Moisés Duque
- Born: December 21, 1988 (age 37)
- Height: 1.75 m (5 ft 9 in)
- Weight: 92 kg (203 lb; 14 st 7 lb)

Rugby union career
- Position: Centre

Amateur team(s)
- Years: Team / Apps / (Points)
- 2013−2020: São José Rugby Club

Senior career
- Years: Team / Apps / (Points)
- 2012−2013: Blagnac / 1 / (0)
- 2020−: Cobras Brasil XV

International career
- Years: Team / Apps / (Points)
- 2013-Present: Brazil / 35 / (198)

National sevens team
- Years: Team /  / Comps
- Brazil

= Moisés Duque =

Brazilian rugby union player (born 1988)

Moisés Rodrigues Duque (born 21 December 1988 in São José dos Campos) is a Brazilian rugby union player. He plays as a centre.

The player has already played for Blagnac, a French team that was (at the time) playing in the third division in his country.

== Career ==
He played for São José Rugby Clube in the Campeonato Brasileiro de Rugby. He played briefly for Blagnac at the Fédérale 1 of the French Rugby, in 2012/13. He returned afterwards to São José Rugby Club.

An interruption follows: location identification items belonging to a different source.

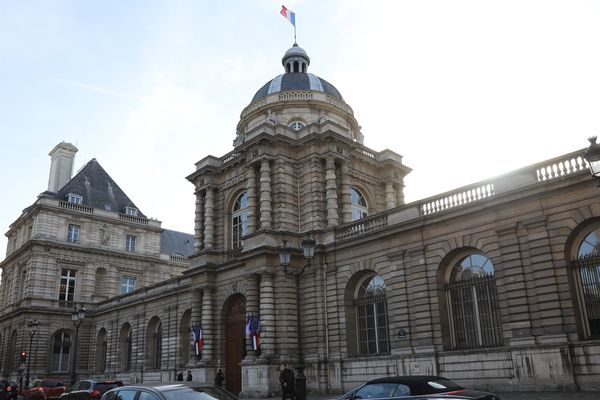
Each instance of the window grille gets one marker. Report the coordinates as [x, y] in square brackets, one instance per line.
[587, 270]
[475, 318]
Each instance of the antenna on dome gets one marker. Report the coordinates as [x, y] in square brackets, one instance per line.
[291, 16]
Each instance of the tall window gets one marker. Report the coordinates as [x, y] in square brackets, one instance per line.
[130, 243]
[473, 303]
[125, 347]
[61, 347]
[127, 284]
[359, 205]
[587, 276]
[371, 316]
[73, 233]
[66, 291]
[239, 220]
[158, 346]
[101, 351]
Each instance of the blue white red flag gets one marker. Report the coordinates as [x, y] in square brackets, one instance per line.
[290, 15]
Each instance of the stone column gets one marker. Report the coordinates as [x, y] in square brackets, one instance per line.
[252, 307]
[333, 218]
[209, 219]
[196, 317]
[390, 196]
[346, 203]
[208, 325]
[265, 195]
[199, 222]
[267, 315]
[251, 190]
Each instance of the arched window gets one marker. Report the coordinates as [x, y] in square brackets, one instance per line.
[587, 276]
[125, 347]
[359, 205]
[296, 125]
[239, 220]
[154, 344]
[473, 303]
[370, 306]
[100, 362]
[61, 347]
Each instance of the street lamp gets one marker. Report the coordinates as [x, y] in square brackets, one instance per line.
[285, 254]
[77, 316]
[32, 325]
[592, 156]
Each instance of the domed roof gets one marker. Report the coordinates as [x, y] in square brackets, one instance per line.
[296, 77]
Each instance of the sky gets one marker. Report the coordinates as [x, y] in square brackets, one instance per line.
[463, 90]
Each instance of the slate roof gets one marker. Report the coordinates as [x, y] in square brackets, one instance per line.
[97, 188]
[173, 242]
[296, 81]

He has 18 caps for Brazil, since his first game at 2013, with 4 try, 18 conversions, 20 penalties and 2 drop goals scored, 122 points on aggregate. He scored a conversion and four penalties in the historical 24-23 win over United States at 27 February 2016, in the first edition of the 2016 Americas Rugby Championship. It was the first time the "Tupis" faced the United States and was also the first win of Brazil over a second tier rugby team. In the 2017 Americas Rugby Championship, Moisés Duque was named the competition's top scorer (with 43 points).

He is also an important player for the sevens national team side.